The company has also been recruiting editorial contractors as temporary labour for the pending lockout.
In a final attempt to reach agreement and avoid the work stoppage, the HTU presented a number of concessions to the Chronicle Herald two days ago.
These included a five per cent wage cut for members, a two-year freeze on wages, a 25 per cent reduction in starting salaries for new reporters and photographers, reduced vacation allotment and a cap on severance packages.
The concessions were rejected in a few hours, and the company — which last week stopped publishing story bylines over the dispute — remained adamant a work stoppage would begin at the end of today, the HTU said.
“I feel that I’m well prepared to weather this,” Laforce says.
He and his wife Joanne Firth have been saving for “a couple of years” in preparation for something like this.
Laforce, who became a full-time employee at the Chronicle Herald in 2005 after three years as a contractor, has witnessed several rounds of restructuring at the company.
“The first time was 2009 and that was a real shock to me. I was actually given a layoff notice but subsequently called back after another member of the photography department took a buyout offer. That hit me pretty hard.
“It hasn’t been that much of a shock to me this time.”
Career highlights at the paper include a month-long stint embedded with the Canadian army in Kandahar, Afghanistan in 2007, Laforce said.
Helping to tell the story of bullied Windsor teen Sarah Atwell, whose face is distorted because of a genetic disorder, in 2012 was also pretty special.
Sarah’s story made news around the world, and Laforce won an Atlantic Journalism award for his photography of her.
“I think everybody in the newsroom would agree that right up until the point that we stop working, we owe it to our subjects and our readers to be professional and execute.
“I have a big spot in my heart for the Chronicle Herald and I’m looking forward to getting past this,” Laforce said.
Frank Campbell, vice president of the HTU, local 30130 of the Communication Workers of America-Canada, said the company did not present a counteroffer after rejecting the concessions presented on Wednesday.
The union’s declaration of its intent to strike also made no difference, with the Chronicle Herald stating the lockout would commence at 12.01 a.m. tomorrow unless members agreed to the changes the company wanted in the newsroom, he said.
Management at the Chronicle Herald did not respond to requests for comment.
Members have decided to set up their own news website called Local Xpress during the pending work stoppage.
Few details are available as planning is still in the early stages, Campbell said.
“Our main objective will be picketing.
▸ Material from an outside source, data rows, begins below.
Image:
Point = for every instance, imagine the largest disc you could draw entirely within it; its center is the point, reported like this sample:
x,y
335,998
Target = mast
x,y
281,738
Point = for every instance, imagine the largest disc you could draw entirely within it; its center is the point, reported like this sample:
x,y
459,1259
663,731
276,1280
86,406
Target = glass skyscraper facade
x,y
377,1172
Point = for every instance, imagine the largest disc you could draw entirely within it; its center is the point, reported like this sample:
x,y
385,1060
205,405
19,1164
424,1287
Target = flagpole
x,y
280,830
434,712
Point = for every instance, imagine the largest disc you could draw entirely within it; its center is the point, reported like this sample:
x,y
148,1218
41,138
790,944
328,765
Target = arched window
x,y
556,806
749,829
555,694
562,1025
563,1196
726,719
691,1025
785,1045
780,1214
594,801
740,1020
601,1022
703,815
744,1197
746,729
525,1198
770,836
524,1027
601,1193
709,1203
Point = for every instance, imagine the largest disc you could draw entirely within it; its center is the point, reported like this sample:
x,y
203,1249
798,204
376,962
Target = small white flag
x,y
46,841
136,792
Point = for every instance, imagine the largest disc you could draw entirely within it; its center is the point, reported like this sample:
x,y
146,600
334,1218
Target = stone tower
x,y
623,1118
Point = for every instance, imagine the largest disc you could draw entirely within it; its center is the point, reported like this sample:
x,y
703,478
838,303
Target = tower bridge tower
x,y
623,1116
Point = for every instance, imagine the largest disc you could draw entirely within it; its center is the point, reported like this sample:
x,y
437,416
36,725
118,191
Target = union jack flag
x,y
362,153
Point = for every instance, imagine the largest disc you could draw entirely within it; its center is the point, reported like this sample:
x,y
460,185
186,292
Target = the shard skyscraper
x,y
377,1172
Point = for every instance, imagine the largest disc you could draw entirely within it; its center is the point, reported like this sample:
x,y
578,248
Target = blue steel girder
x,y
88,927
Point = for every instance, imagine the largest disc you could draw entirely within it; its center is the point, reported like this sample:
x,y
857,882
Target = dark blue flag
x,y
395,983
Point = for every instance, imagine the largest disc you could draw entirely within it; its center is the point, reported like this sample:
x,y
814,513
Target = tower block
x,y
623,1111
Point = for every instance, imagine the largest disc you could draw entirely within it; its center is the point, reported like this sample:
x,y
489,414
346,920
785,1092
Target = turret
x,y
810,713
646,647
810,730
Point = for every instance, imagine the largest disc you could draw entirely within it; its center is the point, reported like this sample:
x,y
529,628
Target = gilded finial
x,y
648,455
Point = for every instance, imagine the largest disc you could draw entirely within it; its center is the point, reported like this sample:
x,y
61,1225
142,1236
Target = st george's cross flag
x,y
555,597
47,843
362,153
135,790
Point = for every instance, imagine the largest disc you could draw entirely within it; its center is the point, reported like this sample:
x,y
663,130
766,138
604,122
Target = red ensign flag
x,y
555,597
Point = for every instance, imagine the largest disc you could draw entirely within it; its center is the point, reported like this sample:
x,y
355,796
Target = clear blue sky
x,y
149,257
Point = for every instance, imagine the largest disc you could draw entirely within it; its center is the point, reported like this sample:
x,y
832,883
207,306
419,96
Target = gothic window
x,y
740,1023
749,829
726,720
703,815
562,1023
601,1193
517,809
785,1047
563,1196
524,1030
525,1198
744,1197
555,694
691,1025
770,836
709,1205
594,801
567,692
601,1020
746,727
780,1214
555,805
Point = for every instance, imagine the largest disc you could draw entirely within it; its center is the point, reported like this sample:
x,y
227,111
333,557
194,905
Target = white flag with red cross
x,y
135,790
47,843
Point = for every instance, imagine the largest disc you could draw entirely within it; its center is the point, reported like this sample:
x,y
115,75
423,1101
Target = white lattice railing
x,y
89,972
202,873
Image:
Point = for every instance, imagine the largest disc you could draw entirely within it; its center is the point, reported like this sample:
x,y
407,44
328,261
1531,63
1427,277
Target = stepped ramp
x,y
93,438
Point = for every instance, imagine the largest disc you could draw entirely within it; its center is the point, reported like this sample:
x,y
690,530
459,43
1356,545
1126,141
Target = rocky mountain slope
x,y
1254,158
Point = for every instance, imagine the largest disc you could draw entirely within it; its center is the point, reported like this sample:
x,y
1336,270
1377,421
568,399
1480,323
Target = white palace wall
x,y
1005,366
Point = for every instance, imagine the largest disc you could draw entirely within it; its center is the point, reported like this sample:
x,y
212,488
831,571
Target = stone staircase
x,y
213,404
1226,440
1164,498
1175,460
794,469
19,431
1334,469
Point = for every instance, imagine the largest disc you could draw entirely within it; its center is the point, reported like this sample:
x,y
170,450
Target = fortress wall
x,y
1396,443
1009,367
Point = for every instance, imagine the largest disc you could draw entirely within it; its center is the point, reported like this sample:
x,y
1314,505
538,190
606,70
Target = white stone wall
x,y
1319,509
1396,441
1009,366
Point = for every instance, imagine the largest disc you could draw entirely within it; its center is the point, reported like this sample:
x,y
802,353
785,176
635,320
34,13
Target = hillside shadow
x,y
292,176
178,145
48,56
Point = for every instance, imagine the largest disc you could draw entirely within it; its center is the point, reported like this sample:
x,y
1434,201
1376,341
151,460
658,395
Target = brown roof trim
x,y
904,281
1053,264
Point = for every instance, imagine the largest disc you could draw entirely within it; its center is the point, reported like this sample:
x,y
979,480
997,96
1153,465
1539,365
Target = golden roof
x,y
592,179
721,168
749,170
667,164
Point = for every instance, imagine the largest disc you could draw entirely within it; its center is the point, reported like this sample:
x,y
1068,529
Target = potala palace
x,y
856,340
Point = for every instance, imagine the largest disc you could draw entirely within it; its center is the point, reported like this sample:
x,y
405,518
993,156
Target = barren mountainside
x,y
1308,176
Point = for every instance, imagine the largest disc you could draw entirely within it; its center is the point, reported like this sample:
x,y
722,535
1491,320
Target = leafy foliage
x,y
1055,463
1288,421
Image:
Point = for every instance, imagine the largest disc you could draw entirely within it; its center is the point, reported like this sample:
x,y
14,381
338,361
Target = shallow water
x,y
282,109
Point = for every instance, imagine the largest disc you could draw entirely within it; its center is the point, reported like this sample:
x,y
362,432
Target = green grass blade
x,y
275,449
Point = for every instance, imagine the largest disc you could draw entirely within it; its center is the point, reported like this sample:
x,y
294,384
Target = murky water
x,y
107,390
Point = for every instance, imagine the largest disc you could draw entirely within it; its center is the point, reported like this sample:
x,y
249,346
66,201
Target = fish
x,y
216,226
We have 61 very talented people. The assumption would be that they rotate in and out of news and picket.”
Publishing their own newspaper could be an important way to continue to ensure that Halifax’s stories are told. This would not be the first time that striking newspapers published their own account.
In Canada’s longest-running media labour dispute, 253 Journal de Montreal unionized workers were locked out by the paper’s publisher in January 2009. During the 25-month lockout, the employees set up the newspaper Rue Frontenac.
Sun Media Corp., publishers of Journal de Quebec, locked out 140 workers for 14 months beginning April 2007. Employees distributed their own newspaper MediaMatin Quebec for free during this time.
Teuila Fuatai is a recent transplant to Canada from Auckland, New Zealand. She settled in Toronto in September following a five-month travel stint around the United States. In New Zealand, she worked as a general news reporter for the New Zealand Herald and APNZ News Service for four years after studying accounting, communication and politics at the University of Otago. As a student, she had her own radio show on the local university station and wrote for the student magazine. She is rabble’s labour beat reporter this year.